Bekkenk is de geestelijk vader van de Huidmonitor App, die alweer 10 jaar geleden beschikbaar kwam. Hij blijft zelf kritisch over deze manier van monitoren, zolang het volgens hem te veel vals-positieve meldingen oplevert die artsen onnodig werk bezorgen. De Huidmonitor App kwam voort uit een toevallige samenloop van omstandigheden. “Het leek me logisch voor de follow-up van mogelijk verdachte vlekjes mobieltjes te gebruiken, laagdrempelig als ze zijn.” Bekkenk sprak erover met medeonderzoeker en toenmalige voorzitter van de Stichting Melanoom, Nelleke Gruis. Zij was enthousiast en de stichting (waaraan hij later de rechten en royalties cadeau zou geven) had er geld voor. Bekkenk geeft toe de tijd en moeite die erin ging zitten te hebben onderschat. “Dermatologie bedrijven is wel wat anders dan een app maken, die je bovendien moet onderhouden.” Na een aantal jaren werd de app niet meer geüpdatet en verdween hij. Daarop kwamen er concurrenten, waaronder SkinVision. “Ik heb samenwerking overwogen, maar al vrij snel kwam ik erachter dat zo’n commercieel bedrijf er anders in staat dan ik. Dat wilde meer werken als een startup: eerst lanceren, daarna verder optimaliseren. Ik wilde eerst de onvolkomenheden eruit halen. Ik heb de app keurig gerandomiseerd getest bij consumenten. Dat was veel zinvoller dan testen bij al verwezen patiënten, wat de fabrikant deed. De uitkomsten waren ongunstig voor de app; daar heb ik flinke ruzie door gekregen. Ondanks de dreiging van een rechtszaak zijn de resultaten gepubliceerd.”2
Anno nu wordt de app van SkinVision vergoed door een aantal zorgverzekeraars. “Knap dat ze dat voor elkaar hebben gekregen. Ze verkopen zichzelf goed”, zegt Bekkenk. “Ik twijfel nog steeds aan de meerwaarde voor de consument. De vraag is: welke foutmarge vinden we acceptabel? In een niet geselecteerde populatie zijn de negatieve en positieve voorspellende waarde respectievelijk > 99% en 1,9%. Daarom zou er eerst verder onderzoek gedaan moeten worden naar de mogelijke voor- én nadelen.3 Ik hoor van huisartsen dat veel patiënten een verwijzing naar de dermatoloog willen omdat de app hen waarschuwt voor mogelijke huidkanker. Te vaak blijkt het bij nadere inspectie vals alarm.”
Referenties
- Wieske L, van Dam KPJ, Steenhuis M, et al. Humoral responses after second and third SARS-CoV-2 vaccination in patients with immune-mediated inflammatory disorders on immunosuppressants: a cohort study. Lancet Rheumatol. 2022; (published online March 17.) https://doi.org/10.1016/S2665-9913(22)00034-0.
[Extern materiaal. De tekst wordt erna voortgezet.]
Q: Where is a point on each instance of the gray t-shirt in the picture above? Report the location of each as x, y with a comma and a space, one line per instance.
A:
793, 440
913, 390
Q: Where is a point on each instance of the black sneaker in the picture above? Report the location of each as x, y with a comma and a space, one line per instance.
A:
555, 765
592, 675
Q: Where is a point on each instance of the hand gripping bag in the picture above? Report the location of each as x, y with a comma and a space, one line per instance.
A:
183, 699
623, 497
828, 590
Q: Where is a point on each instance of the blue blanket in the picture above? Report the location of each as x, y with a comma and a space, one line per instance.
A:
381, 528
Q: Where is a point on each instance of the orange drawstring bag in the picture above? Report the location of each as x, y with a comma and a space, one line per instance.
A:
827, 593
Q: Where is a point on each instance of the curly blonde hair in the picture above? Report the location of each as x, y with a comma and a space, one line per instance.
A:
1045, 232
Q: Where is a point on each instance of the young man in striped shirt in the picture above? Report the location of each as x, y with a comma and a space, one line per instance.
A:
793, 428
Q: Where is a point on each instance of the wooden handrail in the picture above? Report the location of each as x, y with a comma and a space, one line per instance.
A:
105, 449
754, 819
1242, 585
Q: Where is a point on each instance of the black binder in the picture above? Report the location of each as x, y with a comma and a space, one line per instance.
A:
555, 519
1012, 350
- Chung Y, van der Sande AAJ, de Roos KP, et al. Geautomatiseerde analyse van huidkanker-app onbetrouwbaar. Nederlands Tijdschrift voor Dermatologie en Venereologie. 2018;28(6):10-3.
- Harskamp RE, de Vijlder HC, Bekkenk MW. Smartphone-apps voor zelfdiagnostiek van huidkanker. Nederlands Tijdschrift voor Geneeskunde. 2022;166.